Od: "Vicky" <b...@p...onet.pl>
Pokaż wszystkie nagłówki
Użytkownik "adamoxx1" napisał w wiadomości
> Zamiast odbierać dziecko rodzicom, należy zająć się rodzicami - ich
> potraktować jak bezmózgie dzieci i wyleczyć z patologii.
> Pijany ojciec po 24 h będzie trzeźwy i gotowy do rozmowy.
> To nad rodzicami ma być nadzór, a nie nad niewinnymi dziećmi.
I tak się dzieje, tylko że dorośli w dużej mierze nie podejmują leczenia
dobrowolnie i dlatego odbierane są im dzieci.

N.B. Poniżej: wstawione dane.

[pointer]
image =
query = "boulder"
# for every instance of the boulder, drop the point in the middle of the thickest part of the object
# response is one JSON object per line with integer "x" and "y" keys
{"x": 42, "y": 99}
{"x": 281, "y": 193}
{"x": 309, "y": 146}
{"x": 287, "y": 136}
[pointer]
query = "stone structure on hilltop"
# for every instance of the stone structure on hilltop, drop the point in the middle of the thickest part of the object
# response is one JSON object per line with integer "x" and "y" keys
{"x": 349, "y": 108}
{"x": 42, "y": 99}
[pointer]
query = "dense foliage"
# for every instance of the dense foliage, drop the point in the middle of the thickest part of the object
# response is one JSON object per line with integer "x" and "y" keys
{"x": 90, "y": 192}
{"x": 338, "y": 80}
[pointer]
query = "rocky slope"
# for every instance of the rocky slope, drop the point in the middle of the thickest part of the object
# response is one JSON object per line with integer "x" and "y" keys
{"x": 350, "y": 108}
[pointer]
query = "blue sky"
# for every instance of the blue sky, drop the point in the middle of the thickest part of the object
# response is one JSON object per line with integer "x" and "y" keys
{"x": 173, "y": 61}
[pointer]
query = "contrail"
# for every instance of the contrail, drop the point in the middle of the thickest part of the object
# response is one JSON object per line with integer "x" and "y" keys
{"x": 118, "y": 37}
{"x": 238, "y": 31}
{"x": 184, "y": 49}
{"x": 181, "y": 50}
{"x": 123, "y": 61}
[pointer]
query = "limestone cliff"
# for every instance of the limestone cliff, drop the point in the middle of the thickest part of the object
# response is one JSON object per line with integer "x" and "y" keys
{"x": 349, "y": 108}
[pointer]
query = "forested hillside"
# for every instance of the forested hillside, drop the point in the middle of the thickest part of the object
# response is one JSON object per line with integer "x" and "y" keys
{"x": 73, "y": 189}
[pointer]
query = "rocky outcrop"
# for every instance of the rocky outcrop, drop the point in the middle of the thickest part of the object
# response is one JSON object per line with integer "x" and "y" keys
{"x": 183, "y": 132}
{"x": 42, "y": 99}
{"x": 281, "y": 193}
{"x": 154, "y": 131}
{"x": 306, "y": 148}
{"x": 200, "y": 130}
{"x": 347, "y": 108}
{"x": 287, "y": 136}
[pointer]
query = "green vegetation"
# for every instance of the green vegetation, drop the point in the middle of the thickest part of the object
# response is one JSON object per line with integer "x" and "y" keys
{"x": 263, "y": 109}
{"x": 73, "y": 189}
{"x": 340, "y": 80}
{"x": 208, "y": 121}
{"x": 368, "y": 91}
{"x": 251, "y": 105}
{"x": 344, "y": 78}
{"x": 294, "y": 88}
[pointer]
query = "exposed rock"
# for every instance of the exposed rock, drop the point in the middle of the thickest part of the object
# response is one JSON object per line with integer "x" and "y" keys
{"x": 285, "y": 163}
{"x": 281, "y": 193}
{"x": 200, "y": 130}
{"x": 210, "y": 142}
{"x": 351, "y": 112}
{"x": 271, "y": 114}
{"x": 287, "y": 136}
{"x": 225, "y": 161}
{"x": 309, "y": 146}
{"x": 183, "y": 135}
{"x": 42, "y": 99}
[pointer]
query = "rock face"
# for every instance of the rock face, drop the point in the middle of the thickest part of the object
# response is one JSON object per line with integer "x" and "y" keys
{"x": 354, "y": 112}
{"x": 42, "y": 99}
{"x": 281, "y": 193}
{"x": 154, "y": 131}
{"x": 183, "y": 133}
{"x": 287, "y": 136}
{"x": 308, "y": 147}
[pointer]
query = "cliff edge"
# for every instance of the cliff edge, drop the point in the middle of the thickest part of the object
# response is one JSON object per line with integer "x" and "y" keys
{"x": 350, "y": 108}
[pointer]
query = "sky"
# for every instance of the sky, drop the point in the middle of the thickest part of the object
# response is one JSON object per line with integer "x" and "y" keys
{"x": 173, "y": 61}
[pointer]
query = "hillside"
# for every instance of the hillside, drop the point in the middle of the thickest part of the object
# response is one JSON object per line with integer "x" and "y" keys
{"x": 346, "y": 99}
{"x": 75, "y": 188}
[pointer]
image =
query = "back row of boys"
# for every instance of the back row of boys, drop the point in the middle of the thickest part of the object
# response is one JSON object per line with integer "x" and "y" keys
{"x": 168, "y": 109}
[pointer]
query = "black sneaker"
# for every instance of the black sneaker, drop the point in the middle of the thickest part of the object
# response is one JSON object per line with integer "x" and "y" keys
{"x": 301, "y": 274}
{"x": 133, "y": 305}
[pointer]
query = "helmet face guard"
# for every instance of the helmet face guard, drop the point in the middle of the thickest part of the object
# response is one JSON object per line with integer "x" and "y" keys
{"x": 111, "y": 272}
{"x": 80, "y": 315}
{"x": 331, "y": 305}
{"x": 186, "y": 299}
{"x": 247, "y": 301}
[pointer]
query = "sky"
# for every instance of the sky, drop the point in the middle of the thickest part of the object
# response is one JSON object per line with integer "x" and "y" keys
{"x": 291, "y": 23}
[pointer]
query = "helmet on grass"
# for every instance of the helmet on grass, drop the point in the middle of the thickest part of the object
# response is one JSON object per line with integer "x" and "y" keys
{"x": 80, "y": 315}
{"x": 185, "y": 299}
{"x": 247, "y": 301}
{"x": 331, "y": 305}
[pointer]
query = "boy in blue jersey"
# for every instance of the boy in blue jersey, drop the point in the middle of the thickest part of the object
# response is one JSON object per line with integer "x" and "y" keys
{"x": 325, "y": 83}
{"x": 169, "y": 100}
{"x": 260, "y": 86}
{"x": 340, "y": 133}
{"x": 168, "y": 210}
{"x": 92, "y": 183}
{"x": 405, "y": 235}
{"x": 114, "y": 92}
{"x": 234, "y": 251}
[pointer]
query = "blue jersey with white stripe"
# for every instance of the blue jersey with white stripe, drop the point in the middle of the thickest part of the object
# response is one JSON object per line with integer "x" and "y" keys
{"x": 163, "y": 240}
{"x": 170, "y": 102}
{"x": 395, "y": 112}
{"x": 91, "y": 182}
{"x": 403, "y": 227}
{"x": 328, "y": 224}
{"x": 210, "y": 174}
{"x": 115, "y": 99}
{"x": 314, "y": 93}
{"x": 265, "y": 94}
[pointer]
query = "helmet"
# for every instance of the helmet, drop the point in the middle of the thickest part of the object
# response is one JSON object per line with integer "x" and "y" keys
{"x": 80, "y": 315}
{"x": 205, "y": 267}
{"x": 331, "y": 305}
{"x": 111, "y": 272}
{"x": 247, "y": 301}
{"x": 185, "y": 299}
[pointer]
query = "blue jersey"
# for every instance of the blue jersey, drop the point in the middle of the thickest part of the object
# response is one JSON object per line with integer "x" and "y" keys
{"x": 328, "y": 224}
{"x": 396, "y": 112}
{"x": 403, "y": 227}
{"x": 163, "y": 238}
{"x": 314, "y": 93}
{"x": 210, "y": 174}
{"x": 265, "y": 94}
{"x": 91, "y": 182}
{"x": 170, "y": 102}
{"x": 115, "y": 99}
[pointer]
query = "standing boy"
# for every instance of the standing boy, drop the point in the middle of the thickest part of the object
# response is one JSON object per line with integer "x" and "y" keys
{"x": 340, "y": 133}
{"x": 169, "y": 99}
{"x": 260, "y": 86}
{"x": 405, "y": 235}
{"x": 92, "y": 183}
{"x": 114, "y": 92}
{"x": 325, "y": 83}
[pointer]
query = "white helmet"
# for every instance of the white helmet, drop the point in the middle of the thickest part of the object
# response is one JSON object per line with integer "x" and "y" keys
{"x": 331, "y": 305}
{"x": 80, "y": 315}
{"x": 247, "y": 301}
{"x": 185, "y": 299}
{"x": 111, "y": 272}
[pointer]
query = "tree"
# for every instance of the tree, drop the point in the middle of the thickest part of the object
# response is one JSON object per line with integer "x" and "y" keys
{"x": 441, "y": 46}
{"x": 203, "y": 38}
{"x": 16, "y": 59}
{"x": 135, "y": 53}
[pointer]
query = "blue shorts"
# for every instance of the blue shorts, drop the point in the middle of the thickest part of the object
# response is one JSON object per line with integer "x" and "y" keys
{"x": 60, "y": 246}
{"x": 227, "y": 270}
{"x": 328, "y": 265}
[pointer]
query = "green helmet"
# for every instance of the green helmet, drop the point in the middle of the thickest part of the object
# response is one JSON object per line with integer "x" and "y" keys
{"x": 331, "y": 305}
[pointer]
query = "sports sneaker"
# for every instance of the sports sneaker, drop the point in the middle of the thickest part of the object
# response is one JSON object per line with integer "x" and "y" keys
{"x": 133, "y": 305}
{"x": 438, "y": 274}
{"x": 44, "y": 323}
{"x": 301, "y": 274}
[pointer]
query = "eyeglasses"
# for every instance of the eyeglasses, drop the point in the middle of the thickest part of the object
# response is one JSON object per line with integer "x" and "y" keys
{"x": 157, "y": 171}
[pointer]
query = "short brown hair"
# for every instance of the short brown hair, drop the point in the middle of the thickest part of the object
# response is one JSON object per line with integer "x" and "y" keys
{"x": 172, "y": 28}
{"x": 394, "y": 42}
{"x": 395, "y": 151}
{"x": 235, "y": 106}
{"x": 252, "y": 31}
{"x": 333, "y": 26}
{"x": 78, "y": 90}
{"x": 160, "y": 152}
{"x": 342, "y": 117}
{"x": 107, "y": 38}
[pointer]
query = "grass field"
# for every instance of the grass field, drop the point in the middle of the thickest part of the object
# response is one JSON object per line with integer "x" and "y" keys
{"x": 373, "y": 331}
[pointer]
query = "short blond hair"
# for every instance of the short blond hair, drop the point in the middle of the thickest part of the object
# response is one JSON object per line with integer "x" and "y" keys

Problem patologii jest rozbudowany z punktu widzenia jednostki - alkoholizm
zazwyczaj wiąże sie z bezrobociem, biedą, przemocą w rodzinie, czasem nawet
z bezdomnością. Żeby taki rodzić mógł stworzyć dziecku warunki do normalnej
egzystencji musi wyleczyć się z alkoholizmu, podjąć pracę i zapewnić
rodzinie byt. Długoletnie przyzwyczajenie do "żulostwa", ciężko jest olśnić
ideologią pięknego życia - szczególnie jeśli robi to osoba obca, z
instytucji która cedzi każdą złotówkę z pomocy społecznej na potrzeby jego
rodziny, niejednokrotnie odmawiając pieniędzy ze względu na nadużywanie
alkoholu.
Kążdy pracownik socjalny któy podejmuje pracę z osobą potrzebującą zawiera z
nią kontrakt - coś za coś. Dostaniesz to czego chcesz ale masz zobowiązać
się że będziesz szukał pracy, przekwalifikujesz się, itd. Nie odbierzemy ci
dzieci ale masz się leczyć z alkoholizmu. Tak to wygląda.